Germany
Baumann, Manuel, António B. Moniz, and Marcel Weil. Energy storage systems in the future German electricity system: A literature review and expert interviews based foresight approach In
Pensar o Futuro, Preparar a Mudança [To Think the Future, To Prepare Change]. Évora: CICS.NOVA/Universidade de Évora, 2017.
AbstractGermany has ambitious targets to produce 35 % of the needed electricity from Renewables (RES) mainly based on wind and solar power by 2020 and over 80 % by 2050 within the so called “Energiewende”. Energy storage is seen as a potential option to assure the safe RES system integration to achieve this goals. There is a high uncertainty and the resulting public discourse about the future demand of different storage technologies is driving further development of these technologies. A literature review of 9 studies and 10 expert interviews is carried out in line of a foresight exercise to tackle these uncertainties. The estimations of reviewed literature are based on models with a market perspective on energy storage demand. Most scenarios used in this models are built on top down logics, where processes at lower levels (technology, micro-economic sphere) are determined by dominant macro dynamics. Different storage technologies are only considered partially or in an aggregated way. The reviewed studies show that there is a high for potential storage on every time scale starting from the year 2030 to 2040. Analysed potentials vary depending on RES diffusion scenarios and excess rate assumptions which are estimated to be between 0 to 44 GW in 2050. Reviewed studies strongly integrate shared visions about system developments and formal analyses and provide important and valuable information about potential future implications regarding energy storage. But they only partially account, due to practical reasons, wider benefits, stakeholder opinions and continuous market and system changes.

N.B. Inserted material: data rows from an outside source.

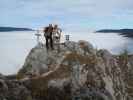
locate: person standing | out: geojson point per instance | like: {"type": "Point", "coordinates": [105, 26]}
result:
{"type": "Point", "coordinates": [56, 34]}
{"type": "Point", "coordinates": [48, 31]}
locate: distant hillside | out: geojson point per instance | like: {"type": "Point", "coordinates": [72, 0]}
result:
{"type": "Point", "coordinates": [7, 29]}
{"type": "Point", "coordinates": [124, 32]}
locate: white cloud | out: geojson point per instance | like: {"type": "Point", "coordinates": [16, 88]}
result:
{"type": "Point", "coordinates": [70, 12]}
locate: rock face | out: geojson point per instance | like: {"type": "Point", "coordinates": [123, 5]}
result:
{"type": "Point", "coordinates": [72, 71]}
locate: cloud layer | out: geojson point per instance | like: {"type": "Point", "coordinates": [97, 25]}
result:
{"type": "Point", "coordinates": [70, 14]}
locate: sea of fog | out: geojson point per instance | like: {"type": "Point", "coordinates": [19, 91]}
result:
{"type": "Point", "coordinates": [15, 46]}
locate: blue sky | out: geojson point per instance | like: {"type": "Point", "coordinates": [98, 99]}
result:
{"type": "Point", "coordinates": [74, 15]}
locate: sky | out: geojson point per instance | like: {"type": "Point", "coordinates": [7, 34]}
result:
{"type": "Point", "coordinates": [71, 15]}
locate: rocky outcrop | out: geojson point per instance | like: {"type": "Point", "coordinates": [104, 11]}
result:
{"type": "Point", "coordinates": [72, 71]}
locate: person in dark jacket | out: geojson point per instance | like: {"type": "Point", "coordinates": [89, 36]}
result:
{"type": "Point", "coordinates": [48, 31]}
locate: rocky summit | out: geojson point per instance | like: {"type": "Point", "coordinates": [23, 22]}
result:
{"type": "Point", "coordinates": [72, 71]}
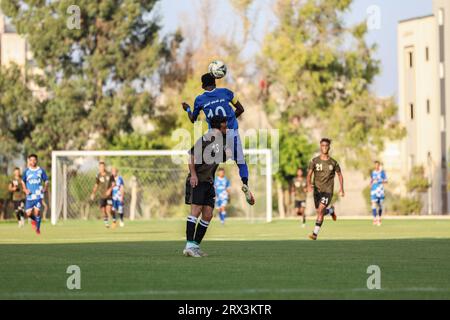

It is also not possible to account for discontinuities in the technological innovation process of energy storage within this quantitative approaches. Stakeholder interviews provide thus additional and helpful insights to the literature review. The stakeholders frame alternative potential future developments that could influence the market success and need for energy storage until 2050. Most important factors named where policy measures, new market models and decentralization of the energy system. As in literature there is a big uncertainty among experts about the importance of different storage technologies and if energy storage is in general the best option among other flexibility measures as grid reinforcement, flexible demand and flexible power plants. It remains thus impossible to provide suggestions regarding the development of single storage technologies.